しかし、元々ヨメさんは実家に住んでいたのだし、無理という事もないだろうと僕は思っていたから
「年金暮らしなのは知ってるけど、住むだけとかも無理なの?」
と聞いてみた。




それは暗に「実家に住めば家賃はかからないだろう」という僕からの提案だった。
何かあった時だって親が居れば安心だろうし、ヨメさんも気が楽になる筈だった。




「無理だよ。部屋も無いし・・・」


ヨメさんはそう言ったけど、使える部屋があるのは知っていた。
それは半地下の部屋だったからヨメさんとP子が居るわけにはいかないが、
仕事で夜中にしか帰ってこない弟の部屋にする分には問題が無いと勝手に思っていた。




でも、僕はそれを口に出す事はなかった。
ヨメさんの実家には実家なりの事情があるだろうし、
その部屋割りに僕が口を出す権利は無かった。





暫くしてからヨメさんは僕の方を向いて
「指輪、本当に無くしたの? 捨てたんじゃないの?」
と聞いてきた。




「違うよ。

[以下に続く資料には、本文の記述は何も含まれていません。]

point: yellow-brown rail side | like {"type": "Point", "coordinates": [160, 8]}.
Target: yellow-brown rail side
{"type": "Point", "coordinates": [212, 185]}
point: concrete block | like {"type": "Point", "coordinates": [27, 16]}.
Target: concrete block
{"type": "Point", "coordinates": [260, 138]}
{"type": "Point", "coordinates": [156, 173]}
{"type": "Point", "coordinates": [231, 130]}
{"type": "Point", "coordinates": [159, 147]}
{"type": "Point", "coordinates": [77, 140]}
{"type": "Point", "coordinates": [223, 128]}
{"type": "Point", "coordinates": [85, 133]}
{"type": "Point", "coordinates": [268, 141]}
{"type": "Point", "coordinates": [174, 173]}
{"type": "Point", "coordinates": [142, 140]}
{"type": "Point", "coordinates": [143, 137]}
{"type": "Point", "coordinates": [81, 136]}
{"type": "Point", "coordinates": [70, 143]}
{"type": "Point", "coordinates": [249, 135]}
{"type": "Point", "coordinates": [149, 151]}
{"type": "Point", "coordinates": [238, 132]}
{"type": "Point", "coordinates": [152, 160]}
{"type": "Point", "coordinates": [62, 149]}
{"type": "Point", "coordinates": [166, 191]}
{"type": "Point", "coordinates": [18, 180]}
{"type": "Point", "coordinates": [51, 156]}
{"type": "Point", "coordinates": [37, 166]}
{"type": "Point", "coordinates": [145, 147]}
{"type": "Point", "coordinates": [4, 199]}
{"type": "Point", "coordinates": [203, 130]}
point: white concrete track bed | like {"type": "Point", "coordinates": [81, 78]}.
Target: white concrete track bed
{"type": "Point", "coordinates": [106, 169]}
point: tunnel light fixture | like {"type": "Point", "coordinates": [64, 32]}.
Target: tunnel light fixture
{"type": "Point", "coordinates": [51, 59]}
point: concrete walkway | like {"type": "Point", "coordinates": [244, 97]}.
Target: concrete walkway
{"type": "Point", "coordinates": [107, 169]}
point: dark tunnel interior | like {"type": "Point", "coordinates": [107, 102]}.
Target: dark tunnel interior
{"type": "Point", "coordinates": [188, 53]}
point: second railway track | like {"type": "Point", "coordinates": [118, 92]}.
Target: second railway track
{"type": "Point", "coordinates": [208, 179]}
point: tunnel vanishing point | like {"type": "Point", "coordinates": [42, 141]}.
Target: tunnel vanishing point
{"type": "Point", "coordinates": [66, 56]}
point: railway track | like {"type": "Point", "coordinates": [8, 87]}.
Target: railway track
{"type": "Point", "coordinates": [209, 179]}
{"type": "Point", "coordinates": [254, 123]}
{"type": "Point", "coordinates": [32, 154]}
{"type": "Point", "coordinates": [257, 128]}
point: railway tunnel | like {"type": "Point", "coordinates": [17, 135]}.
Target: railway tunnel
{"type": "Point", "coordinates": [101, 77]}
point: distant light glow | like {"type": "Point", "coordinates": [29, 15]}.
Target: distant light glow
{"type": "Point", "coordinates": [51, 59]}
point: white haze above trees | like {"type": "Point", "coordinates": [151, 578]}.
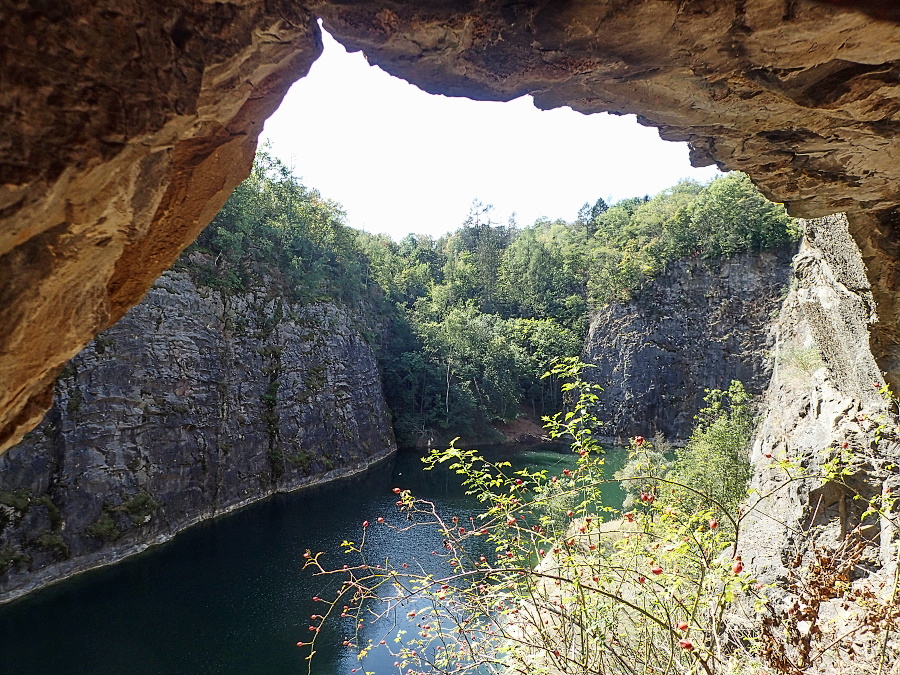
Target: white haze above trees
{"type": "Point", "coordinates": [400, 160]}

捨ててなんかいない。本当に無くした」
僕は言葉に意志を込めてそう言った。
何故だか分からないが、僕はその部分に関して勘違いをして欲しく無かったのだ。


確かに僕はロクでもない人間だし、浮気のカミングアウトもした。
でも、指輪を捨てるような事はしない。
これも一種のプライドなのかもしれないけれど、
指輪を捨てるような人間だと思われるのは我慢がならなかった。




僕がそう答えるとヨメさんはまた黙ってしまったが、
何かを考えているようだった。


やがて
「ねぇ、私と別れて一緒になりたいヒトが居るんじゃないの?
 誰か、待たせているヒトが居るんじゃないの?」
と聞いてきた。




ヨメさんがそう思うのも無理はなかった。
浮気を続けていた挙げ句、離婚を切り出しているのだ。


背後に女性の影を見てもおかしくなかった。




一緒になれるものなら、一緒になりたいヒトはいる。
でも、その相手はもう僕の側には居ない。
もう、僕の事を待ってはいない。






「居ないよ」僕は簡単にそう答えた。
「本当に?」


「うん。今は、そんな相手、居ない」


僕はそう答えるのが精一杯だった。




何週間か前だったら「居る」と答えたかもしれない。
でも、今、この時点で僕を待っている人は居なかった。


僕の希望だけを考えれば「一緒になりたいヒト」は居たけれど
現実問題として「一緒になれる相手」は居なかった。




「そう・・・」
僕が答えると、ヨメさんは一言だけ答えてまた黙ってしまった。






僕が離婚を切り出した根本にはW子の存在があるけれど、
それは思考の出発点であって、結論に存在している訳ではなかった。




だからヨメさんの質問に対し正確に答えるならば
「一緒になりたいヒトは居るけど、一緒になる事は出来ない。
 そのヒトは僕を待ってはいない」
となるのだろうけど、それを言ってもヨメさんには理解してもらえないだろう。


そして、そう答えてしまうと、
離婚とW子の事は切り離して考える という前提が壊れてしまうような気がした。